In the previous session you learned how to use exceptions to handle run-time errors in programs. Pytest provides a way of testing your code for known exceptions. For example, suppose we had a function that raises an IndexError
:
# mypkg/mymodule.py
def indexError():
""" A function that raises an IndexError. """
a = []
a[3]
We could then write a test to validate that the error is thrown as expected:
# mypkg/test/test_errors.py
def test_indexError():
with pytest.raises(IndexError):
indexError()
!pytest mypkg/test/test_errors.py::test_indexError
It's possible to mark test functions with any attribute you like. For example:
# mypkg/test/test_mymath.py
@pytest.mark.slow
def test_bigSum():
""" Test the bigSum function. """
assert bigSum() == 20000000100000000
Here we have marked the test_bigSum
function with the attribute slow
in order to indicate that it takes a while to run. From the command line it is possible to run or skip tests with a particular mark.
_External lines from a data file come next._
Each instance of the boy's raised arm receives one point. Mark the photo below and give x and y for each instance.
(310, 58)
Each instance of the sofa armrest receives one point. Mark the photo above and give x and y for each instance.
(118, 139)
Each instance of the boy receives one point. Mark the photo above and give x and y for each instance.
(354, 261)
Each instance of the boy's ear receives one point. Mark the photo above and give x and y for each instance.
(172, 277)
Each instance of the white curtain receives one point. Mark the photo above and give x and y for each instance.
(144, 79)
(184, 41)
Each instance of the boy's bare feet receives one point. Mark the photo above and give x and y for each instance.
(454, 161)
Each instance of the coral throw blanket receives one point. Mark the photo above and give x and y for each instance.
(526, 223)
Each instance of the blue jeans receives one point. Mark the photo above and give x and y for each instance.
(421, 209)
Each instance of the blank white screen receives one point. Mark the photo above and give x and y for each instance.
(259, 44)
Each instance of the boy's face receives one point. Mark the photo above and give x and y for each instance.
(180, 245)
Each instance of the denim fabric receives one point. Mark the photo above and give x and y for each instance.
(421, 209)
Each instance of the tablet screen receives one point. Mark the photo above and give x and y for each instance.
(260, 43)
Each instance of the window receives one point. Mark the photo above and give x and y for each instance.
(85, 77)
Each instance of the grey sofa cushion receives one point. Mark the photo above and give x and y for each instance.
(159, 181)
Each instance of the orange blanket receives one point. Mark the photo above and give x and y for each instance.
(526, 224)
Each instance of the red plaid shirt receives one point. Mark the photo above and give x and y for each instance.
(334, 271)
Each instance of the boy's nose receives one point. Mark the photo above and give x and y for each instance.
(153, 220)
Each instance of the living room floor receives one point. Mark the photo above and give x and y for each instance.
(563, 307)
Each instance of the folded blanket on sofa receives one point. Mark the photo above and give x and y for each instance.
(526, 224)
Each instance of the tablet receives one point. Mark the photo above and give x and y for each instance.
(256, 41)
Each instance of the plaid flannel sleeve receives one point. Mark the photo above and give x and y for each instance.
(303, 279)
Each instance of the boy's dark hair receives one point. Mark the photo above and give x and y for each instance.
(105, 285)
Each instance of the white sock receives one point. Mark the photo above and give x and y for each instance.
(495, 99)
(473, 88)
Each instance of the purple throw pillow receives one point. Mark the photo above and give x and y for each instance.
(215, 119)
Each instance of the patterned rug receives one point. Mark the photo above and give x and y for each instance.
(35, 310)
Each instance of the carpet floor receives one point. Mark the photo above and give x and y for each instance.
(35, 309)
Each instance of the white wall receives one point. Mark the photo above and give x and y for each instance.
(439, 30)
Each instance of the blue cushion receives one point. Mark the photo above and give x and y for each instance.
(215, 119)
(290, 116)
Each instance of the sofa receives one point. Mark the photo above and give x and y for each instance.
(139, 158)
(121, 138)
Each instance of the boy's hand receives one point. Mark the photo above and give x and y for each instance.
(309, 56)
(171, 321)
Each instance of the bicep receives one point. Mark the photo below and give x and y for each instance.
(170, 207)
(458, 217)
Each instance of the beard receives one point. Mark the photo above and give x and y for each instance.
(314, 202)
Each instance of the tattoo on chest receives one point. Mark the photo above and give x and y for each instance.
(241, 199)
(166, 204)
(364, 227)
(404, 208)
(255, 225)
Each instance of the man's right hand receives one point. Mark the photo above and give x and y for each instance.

pytest mypkg -m "slow" # only run the slow tests
pytest mypkg -m "not slow" # skip the slow tests
The custom attribute can just be a label, as in this case, or could be your own function decorator.
!pytest mypkg -m "slow"
Here you'll be modifying the following files:
mypkg/mymodule.py
mypkg/test/test_mymath.py
mypkg/test/test_errors.py
After each exercise, verify that your updated tests work by re-running pytest
.
Pytest fixtures allow objects to be initalised before test functions are run. This enables objects to be re-used across different tests, which is particularly useful when instantiating objects is complicated or time consuming. Similarly, a fixture can perform clean up once the test functions have finished.
Pytest also provides functionality for mocking or monkey patching modules and environments. This allows you set up fake objects and environments, allowing your tests to run in situations where they otherwise wouldn't be able to.